According to Paulson & Co internal documents John Paulson is thinking soon to be CEO-less BofA will be worth three times what he bought it for in two and a half years time. Yesterday, Bloomberg reported JP’s been telling his investors Bank of America still has considerable upside and room to double in value.
But according to documents we saw, JP started telling investors in July he got into this trade with the expectation the stock would more than triple by the end of 2011.
As first reported by Chris Gillick in the September issue of AR magazine, Paulson’s cost basis for his huge-ass BofA position was $9. Using a conservative P/E multiple of 10, and a 2011 earnings per share estimate of $3, Paulson’s analysis estimates $BAC should be worth $30 at the tail end of 2011. In other words, pay no attention to JP taking a mere 8.2 million shares off his 168 million position in the third quarter.
Given that some of you might make your own estimate off of JP $3 EPS prediction here’s how Team Paulson does the math via his marketing material:


paulsonscreenshot.png
When asked if JP’s bullish view on the bank was realistic Timothy Connolly of Sconset Capital said, “That’s entirely possible. In fact if BofA does manage to get out of the weeds they may buyback a boatload of stock and earnings per share could be even higher.” If you really think they’ll be out the weeds and estimated 15x a $3 EPS, the stock could reach $45 at the beginning of 2012.
Paulson’s spokesman declined to comment on the investment. While King Cohen has pretty much given up BofA, we don’t expect JP to be selling out of his entire stake any time soon.

Comments (8)

  1. Posted by guest | November 18, 2009 at 10:56 AM

    Any chance of getting the full quarterly letter he wrote?

  2. Posted by NegativeConvexity | November 18, 2009 at 11:00 AM

    Bernanke is holding rates artificially low with precisely this objective in mind. The Kilimanjaro-steepness of the yield curve is designed to bail out the financial sector by earning the balance sheet back into health.
    In 1H09 BAC’s deposits & fed funds went to $1.163tr from $978b in 1H08, yet interest expense went DOWN from $15.3b to $8.2b.
    You can’t fuck with that.

  3. Posted by Investorcluzo | November 18, 2009 at 11:31 AM

    this is the same propaganda warren b (not to be confused with “g”) was spewing on wells, but with a slightly different spin…the banks will earn their way out of the hole.
    while I agree with @negconvex that in a steep curve environment, you have to work hard to lose money, there is another factor at play: atrophy. QoQ bac is losing (non-interest bearing) deposits and revenues, down 1% and 20%, respectively. so the question is: are those normalized numbers reflective of the “new” bac reality?
    bottom line: the franchise is broken and the mothership needs a leader to repair its image – until then, it’s dead money aside from hedgies talking up their book to move the stock.
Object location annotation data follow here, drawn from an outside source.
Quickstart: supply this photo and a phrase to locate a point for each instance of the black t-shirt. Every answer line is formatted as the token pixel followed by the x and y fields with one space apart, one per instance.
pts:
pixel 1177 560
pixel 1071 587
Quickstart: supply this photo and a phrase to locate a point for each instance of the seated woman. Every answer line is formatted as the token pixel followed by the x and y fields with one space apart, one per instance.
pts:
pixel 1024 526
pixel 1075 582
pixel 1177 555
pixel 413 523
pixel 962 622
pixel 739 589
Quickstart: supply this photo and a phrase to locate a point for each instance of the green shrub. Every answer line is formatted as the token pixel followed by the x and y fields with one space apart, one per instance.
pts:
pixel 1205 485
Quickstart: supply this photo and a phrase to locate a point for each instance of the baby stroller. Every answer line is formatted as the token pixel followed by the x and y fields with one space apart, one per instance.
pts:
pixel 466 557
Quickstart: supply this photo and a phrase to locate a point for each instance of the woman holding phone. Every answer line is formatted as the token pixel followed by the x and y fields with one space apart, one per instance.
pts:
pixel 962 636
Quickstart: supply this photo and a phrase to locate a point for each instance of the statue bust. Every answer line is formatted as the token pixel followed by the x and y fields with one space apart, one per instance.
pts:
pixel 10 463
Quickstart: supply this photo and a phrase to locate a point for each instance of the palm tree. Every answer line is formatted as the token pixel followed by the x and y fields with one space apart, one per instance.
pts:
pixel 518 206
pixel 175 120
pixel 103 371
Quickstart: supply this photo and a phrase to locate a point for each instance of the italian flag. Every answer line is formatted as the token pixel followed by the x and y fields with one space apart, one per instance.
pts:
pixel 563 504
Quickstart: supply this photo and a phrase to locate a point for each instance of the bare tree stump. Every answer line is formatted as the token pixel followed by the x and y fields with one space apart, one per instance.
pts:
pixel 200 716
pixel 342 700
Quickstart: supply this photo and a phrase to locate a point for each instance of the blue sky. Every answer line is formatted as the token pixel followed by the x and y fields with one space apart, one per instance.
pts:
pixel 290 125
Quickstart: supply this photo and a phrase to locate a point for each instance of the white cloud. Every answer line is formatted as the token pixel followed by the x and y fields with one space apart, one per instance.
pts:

  4. Posted by guest | November 18, 2009 at 11:43 AM

    WOOLY BUHLY!

  5. Posted by guest | November 18, 2009 at 12:04 PM

    Teri Buhl, I find you très intrigant.

  6. Posted by Tommy | November 18, 2009 at 2:04 PM

    Nice get Buhl. Heck- why didn’t that Bloomberg story tell us this whole growth prediction is about Paulson thinking BofA can get to $3eps.
    Once again Dealbreaker beats major media.

  7. Posted by guest | November 18, 2009 at 3:44 PM

    @1 this report looks like they got the news from marketing material used to raise money and not an investor letter.
    Since we’ve seen the WSJ and the NYT Dealbook steal Dealbreaker’s investor letter news and source it as their own – I think they shouldn’t post them any longer. It sucks for DB’s readers but also might make major pubs man up and realize Bess and Teri break original news and should be recognized for it.

  8. Posted by guest | November 18, 2009 at 6:35 PM

    You rock DB – great info I didn’t read elsewhere. Way to keep your edge.